Энакин не хотел вновь бросать Асоку, теперь уже в крайней степени опасаясь того, что с Тано действительно могло случиться что-то серьёзное, но и понимал, что оставаться рядом с ней и дальше он просто не должен был. Во-первых, потому, что у Скайуокера была Падме, а, во-вторых, потому что ни коим образом не мог позволить развиться ещё сильнее невольно появившейся, и так слишком запретной любви между ними с тогрутой. Асока же тоже начинала осознавать, что, рано или поздно, как только история с её зависимостью закончится, бывшему учителю придётся уйти. И кажется, она уже постепенно смирялась с этим. Чувство вины Асоки перед Энакином было настолько сильно, что она теперь считала вполне справедливым наказанием то, что однажды он покинет её навсегда, вернувшись в объятья своей жены.

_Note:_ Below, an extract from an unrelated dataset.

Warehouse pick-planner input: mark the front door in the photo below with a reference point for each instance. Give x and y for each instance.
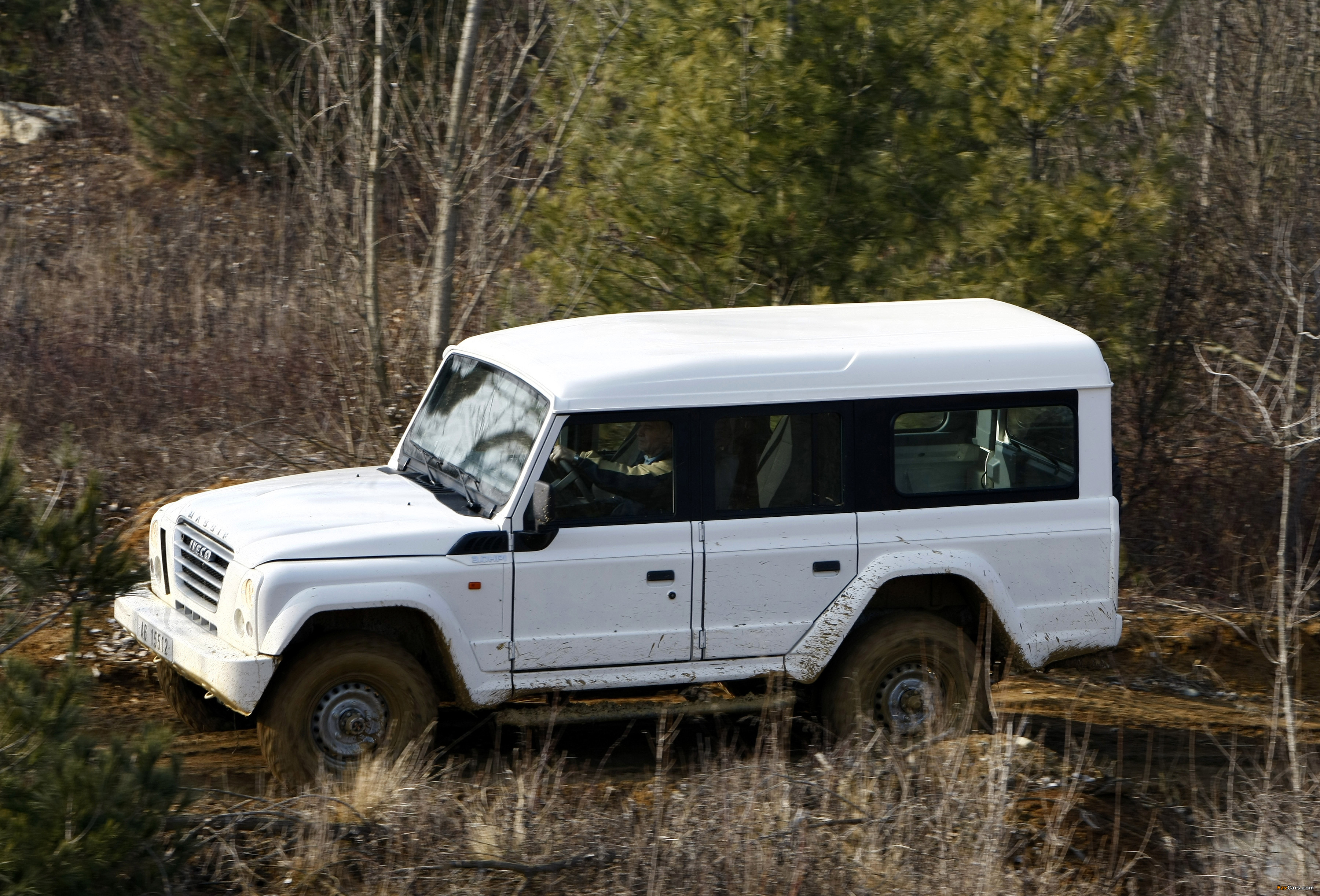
(614, 584)
(779, 536)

«И пусть, пусть хотя бы он будет счастлив. Я и так принесла слишком много страданий ему», – про себя думала Тано, каждый раз, когда взгляд тогруты невольно касался измучанного её же наркоманией любимого.

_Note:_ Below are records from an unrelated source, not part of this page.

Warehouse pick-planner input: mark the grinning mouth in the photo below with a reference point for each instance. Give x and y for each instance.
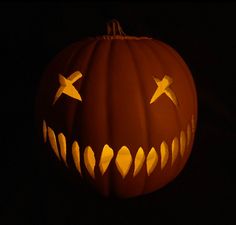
(123, 158)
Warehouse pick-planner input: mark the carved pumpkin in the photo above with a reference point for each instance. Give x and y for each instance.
(120, 109)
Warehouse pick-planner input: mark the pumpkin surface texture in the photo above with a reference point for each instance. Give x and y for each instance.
(121, 110)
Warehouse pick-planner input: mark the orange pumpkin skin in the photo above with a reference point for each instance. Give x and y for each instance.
(116, 88)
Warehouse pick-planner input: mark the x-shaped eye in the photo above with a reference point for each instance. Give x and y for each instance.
(163, 88)
(67, 87)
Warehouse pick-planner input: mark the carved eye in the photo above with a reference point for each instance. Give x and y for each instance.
(163, 88)
(67, 87)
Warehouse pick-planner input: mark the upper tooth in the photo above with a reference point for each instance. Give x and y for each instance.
(53, 141)
(175, 149)
(89, 160)
(123, 161)
(62, 144)
(106, 156)
(139, 160)
(151, 161)
(76, 155)
(164, 154)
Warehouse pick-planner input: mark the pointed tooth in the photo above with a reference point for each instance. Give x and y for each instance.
(89, 160)
(175, 149)
(151, 161)
(123, 161)
(53, 141)
(138, 162)
(62, 144)
(164, 154)
(106, 157)
(76, 155)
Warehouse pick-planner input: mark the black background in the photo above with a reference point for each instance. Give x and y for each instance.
(35, 189)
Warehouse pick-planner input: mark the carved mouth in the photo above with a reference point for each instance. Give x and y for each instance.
(166, 153)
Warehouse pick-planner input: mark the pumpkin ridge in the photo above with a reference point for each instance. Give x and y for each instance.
(82, 84)
(111, 177)
(141, 87)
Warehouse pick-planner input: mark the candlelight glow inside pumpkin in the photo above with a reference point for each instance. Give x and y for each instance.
(121, 110)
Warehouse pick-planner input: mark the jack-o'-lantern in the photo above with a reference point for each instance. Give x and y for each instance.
(120, 109)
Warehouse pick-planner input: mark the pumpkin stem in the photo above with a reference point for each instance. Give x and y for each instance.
(114, 28)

И вроде бы ситуация постепенно начинала разрешаться сама собой, если бы однажды всё внезапно не изменил «звонок» из ордена джедаев. Энакина посылали на очередную миссию, от которой он просто не мог отвертеться. Задание было очень важным для Республики и достаточно сложным, но что самое худшее – для выполнения этой миссии Скайуокер непременно должен был покинуть Корусант. А он не мог. Или всё-таки мог?

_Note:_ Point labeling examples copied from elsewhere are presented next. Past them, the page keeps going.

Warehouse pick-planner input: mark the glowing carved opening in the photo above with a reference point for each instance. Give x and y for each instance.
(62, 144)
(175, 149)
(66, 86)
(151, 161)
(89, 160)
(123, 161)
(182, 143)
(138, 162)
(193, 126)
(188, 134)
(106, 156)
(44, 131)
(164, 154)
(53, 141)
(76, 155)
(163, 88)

У генерала не было слишком много времени на сборы перед отправлением, и джедаю предстояло как можно скорее решить, что предпринять по отношению к бывшей ученице, ведь он видел, что та ещё не готова была остаться совершенно одна, без чьей-либо помощи и поддержки. Находясь в абсолютно безвыходной ситуации Энакин уже было придумывал безумные планы, чтобы проигнорировать задание или взять Тано с ним, только бы не бросать её в полном одиночестве, как помощь пришла сама собой. После многочисленных событий, произошедших между ними с мужем ранее, Падме, казалось, стала более понятлива и лояльна по отношению к ситуации, которая складывалась между бывшими мастером и падаваном, и как-то недвусмысленно, искренне дала понять, что она готова оказать Скайуокеру и Тано любую помощь и поддержку. Чем столь удачно воспользовался генерал.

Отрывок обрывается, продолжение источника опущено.